第31話 クラスメイト③

 初の登校日を終えたサクは人気のない食堂で1人項垂れていた。


 食堂の振り子時計が音を立てながら一刻一刻を刻むのを確かめながら今日の出来事を思い返す。


 個性しかないクラスメイト達とこれから一緒にやっていかなければならない訳だ。


 しかし、普通の人相手にもどこか疎外感を感じていたサクが果たして彼らとうまくやっていけるのかという漫然とした不安がサクの胸を渦まいていた。

 

「あら?」


 そんなことをしていると洗い物を終えたのかタオルで手を拭いているアゲハが調理場から顔を出した。


 他に誰もいないこともあってアゲハさんがサクの方へと歩み寄って来る。


「お疲れ様でしたね、サク君。学校はどうでした?」


「ちょっと疲れました」


「あら」


 素直な感情を吐露するとアゲハさんは当然のようにサクの隣に腰掛ける。


「何が疲れたんですか?」


「いや……別に深い意味は……」


 まさかここまで聞かれると思っていなかった。焦りながら返事を濁す。


「ダメですよ、サク君」


 はぐらかそうとするサクに対してアゲハさんは頬を膨らませた。


「悩みや辛いことはちゃんと言葉にしないと」


「悩みとかそんなんじゃありませんって」


「じゃあそんなんじゃなくてもちゃんと言葉に出してみてください」


 サクの頬が熱くなる。


 悩んでいるとか、不安に思うことを悟られるのが恥ずかしかった。


「いや、いいですよ。そんな悩みを聞いてもらうほど子どもじゃありません」


「サク君。辛いことを隠すことは大人じゃありませんよ」


 アゲハさんの指摘にサクは目を逸らす。


 そんなことを言われても、サクだって年齢的にはもう中学生。それに叔父に大見栄切ってこの桜の園に飛び出してきたのだ。

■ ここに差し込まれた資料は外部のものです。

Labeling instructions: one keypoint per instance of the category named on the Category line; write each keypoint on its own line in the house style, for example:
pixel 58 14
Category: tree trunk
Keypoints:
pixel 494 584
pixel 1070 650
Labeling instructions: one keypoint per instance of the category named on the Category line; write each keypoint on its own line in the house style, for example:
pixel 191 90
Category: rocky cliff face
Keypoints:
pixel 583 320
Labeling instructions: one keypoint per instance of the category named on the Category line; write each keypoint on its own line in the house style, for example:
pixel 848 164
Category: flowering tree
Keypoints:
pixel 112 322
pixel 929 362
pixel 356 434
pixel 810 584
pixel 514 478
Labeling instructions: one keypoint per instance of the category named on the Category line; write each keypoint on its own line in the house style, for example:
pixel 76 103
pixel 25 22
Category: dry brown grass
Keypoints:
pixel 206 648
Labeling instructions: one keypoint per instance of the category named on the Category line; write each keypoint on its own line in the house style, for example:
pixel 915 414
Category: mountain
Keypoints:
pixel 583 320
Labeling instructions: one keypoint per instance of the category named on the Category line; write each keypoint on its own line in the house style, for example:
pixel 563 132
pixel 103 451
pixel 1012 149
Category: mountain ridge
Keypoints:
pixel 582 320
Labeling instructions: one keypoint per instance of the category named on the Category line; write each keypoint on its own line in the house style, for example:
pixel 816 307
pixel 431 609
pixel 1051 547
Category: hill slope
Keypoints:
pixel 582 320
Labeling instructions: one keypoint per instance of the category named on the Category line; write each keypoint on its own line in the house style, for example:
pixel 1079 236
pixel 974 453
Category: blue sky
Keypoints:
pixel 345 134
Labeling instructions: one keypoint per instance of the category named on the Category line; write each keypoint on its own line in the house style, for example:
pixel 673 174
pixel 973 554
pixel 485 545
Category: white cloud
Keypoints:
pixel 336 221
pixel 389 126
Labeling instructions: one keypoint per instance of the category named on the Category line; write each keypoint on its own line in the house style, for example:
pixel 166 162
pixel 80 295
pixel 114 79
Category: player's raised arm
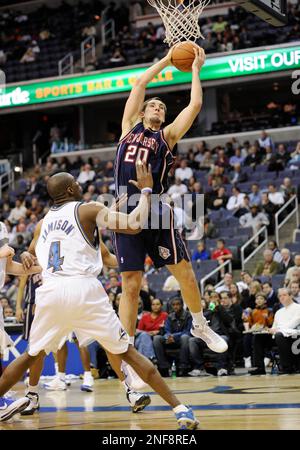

 こんなことで負けてはいられない。これぐらいのこと、乗り越えないといけない。


「大丈夫ですから、そろそろ部屋に戻ります」


「サク君」


 アゲハさんがサクに何か言おうとするが、サクは会釈だけ返して部屋へと戻ることにした。


 アゲハさんに甘えてなんていられない。これから1人でやっていける様にならなければならなければ、きっとこれから先やっていけるはずなんてないのだ。


 暗い廊下を歩きながら信玄とのやり取りを思い出す。


 あの時のむしゃくしゃした感情がまた心の底から湧き上がってくる。


 そうだ、やってやるって決めたんだ。


 俺だって子どもじゃない、もう中学生。立派な大人だ。


 子ども扱いする叔父さんを見返してやる為にここに来たことを忘れるな。


 1人でまた決意を固めながらサクは部屋に戻るのだった。